Queixas ruidosas vindas da Boêmia foram enviadas ao imperador. Ele recebeu a primeira intimação sobre a prisão de Hus com indignação, e ameaçou escancarar a prisão. Mas, ao chegar a Constança, ele foi confrontado com argumentos da lei canônica, insistindo que o poder civil não se estendia à proteção de um herege, e os padres traiçoeiros absolveram o imperador de toda responsabilidade, que então permitiu que os inimigos de Hus seguissem seu curso. Na escuridão de uma masmorra repugnante, sem um sopro de ar fresco e assediado por padres e monges, o reformador ficou muito doente. Mas o iludido imperador não se importou com nenhuma dessas coisas. No entanto, não faltaram historiadores que condenam totalmente a conduta infiel do imperador e o acusam de ter violado a verdade, a honra e a humanidade, ao entregar Hus à vontade dos padres. "A violação de fé", diz Milman, "não admite desculpa; e a perfídia é duas vezes pérfida em um imperador." Outros afirmam que, ao sacrificar Hus dessa maneira, ele acumulou para si muitos problemas que surgiram durante o resto de seu reinado. Mas o que devemos dizer do futuro -- do futuro sombrio sob a sombra terrível daquele abandono sem coração de um verdadeiro servo de Cristo aos impiedosos padres de Roma? O Mestre não se esquecerá de reconhecer naquele dia Sua identificação com Seu servo, e da maneira mais comovente. "Em verdade vos digo que quando o fizestes a um destes meus pequeninos irmãos, a mim o fizestes."* Mas se essa foi a culpa do imperador, imagine qual deve ser a culpa do papa e dos prelados? Devemos deixar a resposta para o grande trono branco**.

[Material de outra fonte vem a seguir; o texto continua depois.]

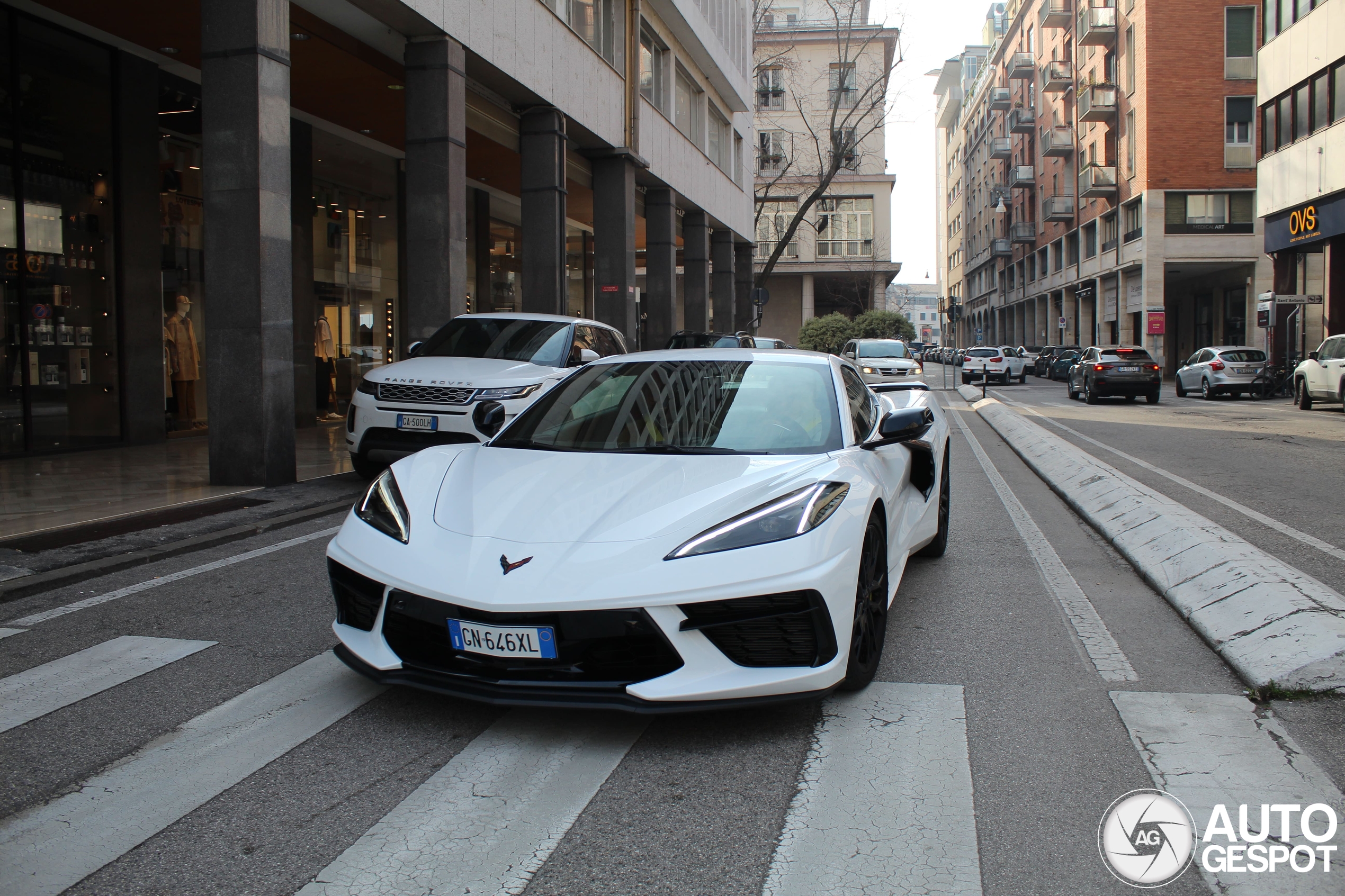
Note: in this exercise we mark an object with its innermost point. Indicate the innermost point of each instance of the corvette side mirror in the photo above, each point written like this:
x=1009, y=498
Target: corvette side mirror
x=489, y=418
x=904, y=425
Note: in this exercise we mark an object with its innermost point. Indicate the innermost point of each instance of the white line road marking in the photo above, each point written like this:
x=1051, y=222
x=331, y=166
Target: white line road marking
x=884, y=804
x=35, y=692
x=51, y=847
x=1246, y=511
x=1106, y=655
x=1208, y=749
x=486, y=821
x=173, y=577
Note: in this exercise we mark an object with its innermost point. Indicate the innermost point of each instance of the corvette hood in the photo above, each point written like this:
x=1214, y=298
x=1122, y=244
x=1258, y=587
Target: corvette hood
x=539, y=497
x=460, y=371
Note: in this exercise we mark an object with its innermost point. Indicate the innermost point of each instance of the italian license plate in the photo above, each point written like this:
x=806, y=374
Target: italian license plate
x=417, y=422
x=504, y=641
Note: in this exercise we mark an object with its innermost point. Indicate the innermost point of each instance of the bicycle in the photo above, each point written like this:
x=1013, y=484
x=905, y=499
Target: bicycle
x=1273, y=382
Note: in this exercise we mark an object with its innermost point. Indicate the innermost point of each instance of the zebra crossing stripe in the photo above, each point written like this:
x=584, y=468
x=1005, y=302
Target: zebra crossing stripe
x=35, y=692
x=49, y=848
x=1211, y=749
x=884, y=804
x=486, y=821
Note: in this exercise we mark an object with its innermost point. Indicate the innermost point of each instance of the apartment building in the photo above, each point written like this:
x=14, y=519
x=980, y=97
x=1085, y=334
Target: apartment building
x=954, y=81
x=840, y=261
x=1110, y=163
x=235, y=207
x=1301, y=175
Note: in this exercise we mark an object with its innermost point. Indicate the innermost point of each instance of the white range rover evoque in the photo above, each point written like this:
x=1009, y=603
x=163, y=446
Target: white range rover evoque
x=436, y=395
x=659, y=532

{* N. do T.: Mateus 25:40. Embora a passagem citada se refira especificamente ao remanescente judeu no final da grande tribulação, pode ser aplicada também à igreja, como vemos em exemplos no livro de Atos (vide o caso de Herodes em Atos 12:23) e no decorrer da história da igreja.}
{** N. do T.: Apocalipse 20:11-15.}
Os pressentimentos mais sombrios já estavam se formando em torno do papa. Na primeira sessão do concílio, foi proposto que os três papas deveriam renunciar antes da eleição de um novo pontífice. João, o único dos três presentes, prometeu renunciar pela paz da igreja e ler sua própria abdicação no dia seguinte. Mas promessas, juramentos ou honra não significavam nada para o papa João. Com a ajuda de alguns amigos, ele escapou de Constança disfarçado de um postilhão*. O imperador se sentiu traído e indignado. Houve uma grande perseguição atrás de João; ele foi pego na Suíça e trazido de volta como prisioneiro; mas, ao contrário de sua vítima, Hus, ele estava com a consciência pesada, sem honra, sem dignidade, sem coragem. Ele foi compelido a desistir da insígnia do poder espiritual universal, o selo papal e o anel de pescador. Robert Hallam, bispo de Salisbury, à frente dos ingleses, em uma explosão de justa indignação, declarou que um papa tão coberto de crimes merecia ser queimado na fogueira. Ele foi levado para o castelo de Gotleben, onde o bom Jan Hus vinha sofrendo a ferros por alguns meses. Lá o papa João adoeceu até o encerramento do concílio, que durou quase quatro anos; mas, depois de se humilhar aos pés do pontífice reinante, foi elevado à categoria de cardeal e teve permissão para encerrar seus dias em paz. Mas nenhuma leniência foi exercida para com o reformador justo e irrepreensível, cujo exame e execução iremos agora rapidamente relatar.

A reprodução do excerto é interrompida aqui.